I edited nothing in the first draft. I just sat there, staring.
It wasn't perfect, the charts were fake (just styled boxes), some slide titles were too wordy, and the medical graphic was generic. But the structure? Bulletproof. The layout? Better than what most non-designers produce in PowerPoint after three hours. The speed? Unfair.
The Editing Experience. Where Gamma Shines
Here's the part I didn't expect: Gamma is actually fun to edit in.
Every slide is a block you can drag, resize, or delete. Type / to add anything, a video, a chart, a code snippet, a poll, even a Figma embed. It's Notion-level flexibility inside a presentation tool. I rewrote a slide by typing /bullet and got 5 bullet styles. I wanted a comparison table? /table. I needed a full-bleed image? Drag the image block to full width. No menu hunting. No right-click purgatory.
The AI rewrite feature is the sleeper hit. Select any text block, hit the magic wand, and Gamma rewrites it in a different tone, concise, professional, storytelling, or persuasive. I used this on every single slide in a pitch deck I was helping a friend with. Cut the word count by 40%. Kept the meaning intact.
"I presented a Gamma deck to our board last month," said Marcus Chen, a product lead at a healthtech startup in Toronto. "Nobody asked what tool I used. They asked when we could ship the product. That's the goal, right? The tool should disappear."
The Things Gamma Still Gets Wrong
I don't want to oversell this. Gamma has sharp edges.
Image generation is weak. Gamma uses AI to place images, but they're often generic stock-style photos. You can upload your own, but the AI-generated visuals are not Midjourney quality. They're fine for internal decks. Embarrassing for client-facing ones.
Long documents lose coherence. Past 30 slides or 10 pages, Gamma starts repeating itself. The same graphic appears on slide 8 and slide 22. The same phrasing pops up in different sections. You have to manually check for repetition.
Export is limited. Gamma exports to PDF and PowerPoint, but the PowerPoint export is a flat version. Animations, transitions, and interactive embeds don't carry over. If your client uses PowerPoint religiously, you'll need to rebuild.
No offline mode. Gamma is browser-only. No desktop app, no offline editing. I learned this the hard way on a flight from New York to London. Twelve slides, zero edits.
Real Story: The Unexpected Use Case
Priya Sharma teaches computer science at a university in Bangalore. She assigned her students a group project on machine learning basics. Every semester, she got the same PowerPoints: cluttered slides, tiny fonts, clip art from 2012.
This semester, she told them to use Gamma. "The difference was night and day," she said. "Students who can't design to save their lives suddenly had clean, readable slides. Their content was the same, but the presentation made it look professional. I graded them on content, not aesthetics, but the aesthetics helped me focus on the content."

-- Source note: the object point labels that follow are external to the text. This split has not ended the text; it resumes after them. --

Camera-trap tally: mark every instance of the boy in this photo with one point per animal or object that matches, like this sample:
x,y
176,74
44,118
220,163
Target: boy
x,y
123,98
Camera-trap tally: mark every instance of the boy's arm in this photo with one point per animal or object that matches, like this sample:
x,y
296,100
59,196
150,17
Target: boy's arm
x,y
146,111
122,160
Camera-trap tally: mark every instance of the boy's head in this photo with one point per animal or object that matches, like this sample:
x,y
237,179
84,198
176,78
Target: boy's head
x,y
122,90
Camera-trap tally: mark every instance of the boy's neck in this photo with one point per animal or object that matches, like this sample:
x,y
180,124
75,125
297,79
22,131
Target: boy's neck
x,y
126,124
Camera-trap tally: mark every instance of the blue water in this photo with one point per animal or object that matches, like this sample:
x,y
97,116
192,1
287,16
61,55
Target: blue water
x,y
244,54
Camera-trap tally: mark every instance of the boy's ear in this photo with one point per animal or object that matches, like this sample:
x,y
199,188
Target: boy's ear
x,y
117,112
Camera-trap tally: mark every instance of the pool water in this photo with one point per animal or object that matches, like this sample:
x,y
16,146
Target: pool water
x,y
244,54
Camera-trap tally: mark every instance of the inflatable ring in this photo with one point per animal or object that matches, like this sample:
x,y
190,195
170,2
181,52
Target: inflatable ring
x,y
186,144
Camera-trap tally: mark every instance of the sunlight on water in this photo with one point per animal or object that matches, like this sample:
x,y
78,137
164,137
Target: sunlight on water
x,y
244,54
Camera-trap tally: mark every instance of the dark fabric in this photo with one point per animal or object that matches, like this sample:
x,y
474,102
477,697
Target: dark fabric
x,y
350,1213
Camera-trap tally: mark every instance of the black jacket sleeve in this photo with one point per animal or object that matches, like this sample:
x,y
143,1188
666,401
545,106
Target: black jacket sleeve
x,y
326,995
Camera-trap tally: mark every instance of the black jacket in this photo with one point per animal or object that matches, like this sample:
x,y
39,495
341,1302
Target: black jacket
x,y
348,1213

She also found a workflow hack: students published their Gamma decks as web pages and shared links instead of emailing PPT files. No version confusion. No "the font broke on my laptop."
The Verdict (from a Skeptic)
Gamma is the first AI presentation tool I'd recommend to someone who cares about design. Not because it's perfect, but because it's fast enough and good enough that you can iterate into something great.
Use it for: internal decks, pitch drafts, educational content, team updates, and anything where speed matters more than pixel perfection. The editing experience is enjoyable. The AI rewrite feature saves real time.
Don't use it for: client-facing investor decks (unless you're willing to swap the AI images for custom ones), presentations over 30 slides, or anything that needs precise PowerPoint export fidelity.
I started this review ready to hate Gamma. Two weeks later, I've made seven decks in it. One of them I actually presented. Nobody asked what tool I used. They asked when we could start.
Tested May 2026 on Gamma.app Pro plan ($16/month). Features may vary by plan and region.